«Поеду к Михеичу», — подумал Брагин. С ним так легко и просто. Он все знает… он поймет.
Вспомнив давнишние слова Зимина, что Михеич днем спит, а ночью ловит рыбу, он промучился день и в 5 часов вечера вышел из дома искать у Михеича правду жизни. На Дворцовой, где была лучшая биржа извозчиков, где парные с пристяжной экипажи горели блеском начищенного лака, он остановился. Брагин решил ехать в Поливну на извозчике, а там на рыбачьей лодке переправиться к Михеичу. Возницы плотным кольцом обступили его, каждый предлагая свои услуги.
— А вы, ваше сиятельство, доверьтесь Леонтию… Кто в Симбирске не знает Леонтия Кочнева?
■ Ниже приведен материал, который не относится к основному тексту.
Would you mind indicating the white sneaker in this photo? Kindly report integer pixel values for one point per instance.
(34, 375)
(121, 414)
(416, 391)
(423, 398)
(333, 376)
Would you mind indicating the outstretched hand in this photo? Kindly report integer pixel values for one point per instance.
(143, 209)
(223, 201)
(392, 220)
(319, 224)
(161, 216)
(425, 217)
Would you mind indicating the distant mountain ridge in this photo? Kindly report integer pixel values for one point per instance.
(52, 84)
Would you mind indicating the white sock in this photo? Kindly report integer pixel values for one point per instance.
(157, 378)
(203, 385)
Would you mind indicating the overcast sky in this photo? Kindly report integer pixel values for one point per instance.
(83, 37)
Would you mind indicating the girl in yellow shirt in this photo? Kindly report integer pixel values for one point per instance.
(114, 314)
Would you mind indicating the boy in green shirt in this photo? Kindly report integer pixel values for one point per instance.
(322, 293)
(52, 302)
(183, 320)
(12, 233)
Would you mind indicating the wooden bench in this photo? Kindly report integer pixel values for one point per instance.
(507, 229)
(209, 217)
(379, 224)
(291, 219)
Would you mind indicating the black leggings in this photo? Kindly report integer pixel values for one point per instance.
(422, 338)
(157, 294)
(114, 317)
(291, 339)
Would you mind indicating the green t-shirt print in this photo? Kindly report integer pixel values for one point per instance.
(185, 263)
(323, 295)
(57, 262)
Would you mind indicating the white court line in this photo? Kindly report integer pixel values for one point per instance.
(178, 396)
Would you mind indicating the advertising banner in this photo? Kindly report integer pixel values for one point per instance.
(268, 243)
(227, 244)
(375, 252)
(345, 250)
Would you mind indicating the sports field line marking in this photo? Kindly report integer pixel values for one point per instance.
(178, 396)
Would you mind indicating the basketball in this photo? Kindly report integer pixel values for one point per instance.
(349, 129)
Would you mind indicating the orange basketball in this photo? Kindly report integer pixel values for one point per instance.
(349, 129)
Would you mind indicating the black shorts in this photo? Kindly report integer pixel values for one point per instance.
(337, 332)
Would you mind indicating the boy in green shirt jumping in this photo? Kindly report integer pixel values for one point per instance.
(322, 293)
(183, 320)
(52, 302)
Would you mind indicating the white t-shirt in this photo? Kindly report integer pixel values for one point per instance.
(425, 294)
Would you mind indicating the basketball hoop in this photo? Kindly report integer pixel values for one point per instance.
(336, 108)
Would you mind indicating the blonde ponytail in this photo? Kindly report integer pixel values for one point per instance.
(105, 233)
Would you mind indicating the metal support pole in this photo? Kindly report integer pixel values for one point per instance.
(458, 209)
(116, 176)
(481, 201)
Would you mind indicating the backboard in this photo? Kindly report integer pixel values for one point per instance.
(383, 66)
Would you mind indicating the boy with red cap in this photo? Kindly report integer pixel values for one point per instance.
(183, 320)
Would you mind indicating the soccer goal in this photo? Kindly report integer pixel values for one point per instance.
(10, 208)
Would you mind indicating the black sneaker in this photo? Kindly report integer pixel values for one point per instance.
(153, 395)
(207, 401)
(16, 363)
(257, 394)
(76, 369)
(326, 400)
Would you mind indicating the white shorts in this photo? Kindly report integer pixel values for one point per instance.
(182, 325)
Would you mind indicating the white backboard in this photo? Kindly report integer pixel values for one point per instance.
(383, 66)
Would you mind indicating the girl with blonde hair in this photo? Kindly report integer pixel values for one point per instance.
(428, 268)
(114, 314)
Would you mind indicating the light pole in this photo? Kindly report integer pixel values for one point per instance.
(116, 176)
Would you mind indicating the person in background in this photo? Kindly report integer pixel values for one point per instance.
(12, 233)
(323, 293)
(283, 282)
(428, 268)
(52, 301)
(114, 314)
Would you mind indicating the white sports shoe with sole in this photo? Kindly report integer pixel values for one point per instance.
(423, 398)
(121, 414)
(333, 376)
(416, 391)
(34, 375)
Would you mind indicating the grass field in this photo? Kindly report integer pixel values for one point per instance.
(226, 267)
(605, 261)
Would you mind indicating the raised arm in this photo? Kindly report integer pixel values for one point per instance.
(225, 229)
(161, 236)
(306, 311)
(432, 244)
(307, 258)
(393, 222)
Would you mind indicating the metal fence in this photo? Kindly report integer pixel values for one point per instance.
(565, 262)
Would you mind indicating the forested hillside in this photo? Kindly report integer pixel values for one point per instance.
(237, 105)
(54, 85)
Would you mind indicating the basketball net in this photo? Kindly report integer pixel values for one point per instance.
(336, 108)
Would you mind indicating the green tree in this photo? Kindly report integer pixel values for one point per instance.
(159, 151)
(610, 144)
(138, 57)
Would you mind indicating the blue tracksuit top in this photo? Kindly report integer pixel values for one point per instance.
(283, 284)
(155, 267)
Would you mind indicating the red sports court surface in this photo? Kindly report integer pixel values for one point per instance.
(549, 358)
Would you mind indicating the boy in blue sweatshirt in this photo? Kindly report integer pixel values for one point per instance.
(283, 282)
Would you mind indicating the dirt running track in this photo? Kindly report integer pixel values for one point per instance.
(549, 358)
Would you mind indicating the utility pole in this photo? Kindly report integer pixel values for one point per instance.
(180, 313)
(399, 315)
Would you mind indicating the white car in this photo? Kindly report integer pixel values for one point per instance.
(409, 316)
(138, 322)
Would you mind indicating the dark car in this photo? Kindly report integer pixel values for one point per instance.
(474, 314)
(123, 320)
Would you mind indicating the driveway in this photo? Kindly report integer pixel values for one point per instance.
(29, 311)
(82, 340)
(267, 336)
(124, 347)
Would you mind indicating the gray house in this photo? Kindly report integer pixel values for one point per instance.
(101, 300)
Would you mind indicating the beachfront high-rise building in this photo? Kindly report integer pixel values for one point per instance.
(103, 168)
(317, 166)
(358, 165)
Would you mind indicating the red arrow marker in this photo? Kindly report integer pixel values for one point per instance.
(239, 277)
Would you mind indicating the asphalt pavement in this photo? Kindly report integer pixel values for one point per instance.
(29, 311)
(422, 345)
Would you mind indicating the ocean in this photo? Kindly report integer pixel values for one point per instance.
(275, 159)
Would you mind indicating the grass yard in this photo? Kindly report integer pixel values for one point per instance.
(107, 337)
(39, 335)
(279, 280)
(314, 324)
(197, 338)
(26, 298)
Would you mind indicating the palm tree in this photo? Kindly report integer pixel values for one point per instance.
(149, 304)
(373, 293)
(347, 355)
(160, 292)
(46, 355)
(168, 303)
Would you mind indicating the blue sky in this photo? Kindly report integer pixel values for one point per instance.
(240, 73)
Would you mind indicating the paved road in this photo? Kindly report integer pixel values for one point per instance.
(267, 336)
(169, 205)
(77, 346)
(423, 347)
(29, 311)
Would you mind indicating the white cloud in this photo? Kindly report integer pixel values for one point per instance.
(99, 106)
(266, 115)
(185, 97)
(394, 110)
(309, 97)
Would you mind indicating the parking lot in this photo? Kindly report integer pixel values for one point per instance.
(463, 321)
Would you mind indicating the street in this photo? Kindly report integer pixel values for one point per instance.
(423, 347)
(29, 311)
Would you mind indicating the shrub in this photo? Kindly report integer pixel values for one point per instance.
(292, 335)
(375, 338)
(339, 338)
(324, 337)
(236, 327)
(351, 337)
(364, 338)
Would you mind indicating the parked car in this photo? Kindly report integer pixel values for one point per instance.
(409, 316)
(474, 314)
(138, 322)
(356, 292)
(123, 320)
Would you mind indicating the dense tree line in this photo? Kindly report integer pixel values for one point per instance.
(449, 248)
Эх, и прокачу на резвых, — с веселой улыбкой закончил упитанный возница в чистой голубой рубахе, поверх которой был одет темно-синего бархата казакин без рукавов.
— Да у него лошади опоенные, господин офицер… право слово, опоенные, — с пьяным задором выкрикнул щуплый извозчик с испитым лицом и огромным сизым носом.
— Чего брешешь… Сам ты опоенный, — зло огрызнулся Леонтий, подскочив к своему экипажу, запряженному парой рослых, рыжих коней.
— Хорошо, Леонтий… В Поливну, там подождать час, полтора и обратно…
— Не извольте стесняться, доставим по первому разряду, — радостно ответил Леонтий, легко вспрыгнув на козлы. Истомленные солнцем, лошади встрепенулись, навострили уши. Брагин опустился в нагретый солнцем экипаж, мягко загремевший резиновыми шинами по булыжникам
Дворцовой улицы. Через квартал лошади почувствовали асфальт главной улицы. Леонтий строже натянул вожжи, коренник задрал голову, расправил бока и вложился в размашистую рысь. Обдало запахом конского пота. Равномерное цоканье подков все учащалось, пристяжная неохотно перешла на галоп.
— Лошадь, прекрати! — послышался резкий окрик Леонтия и экипаж на полном ходу пронесся мимо неожиданно вывернувшегося из-за угла извозчика, на исхудалой и измученной, как он сам, лошади. Брагин улыбнулся. Ему понравился окрик Леонтия — «лошадь, прекрати».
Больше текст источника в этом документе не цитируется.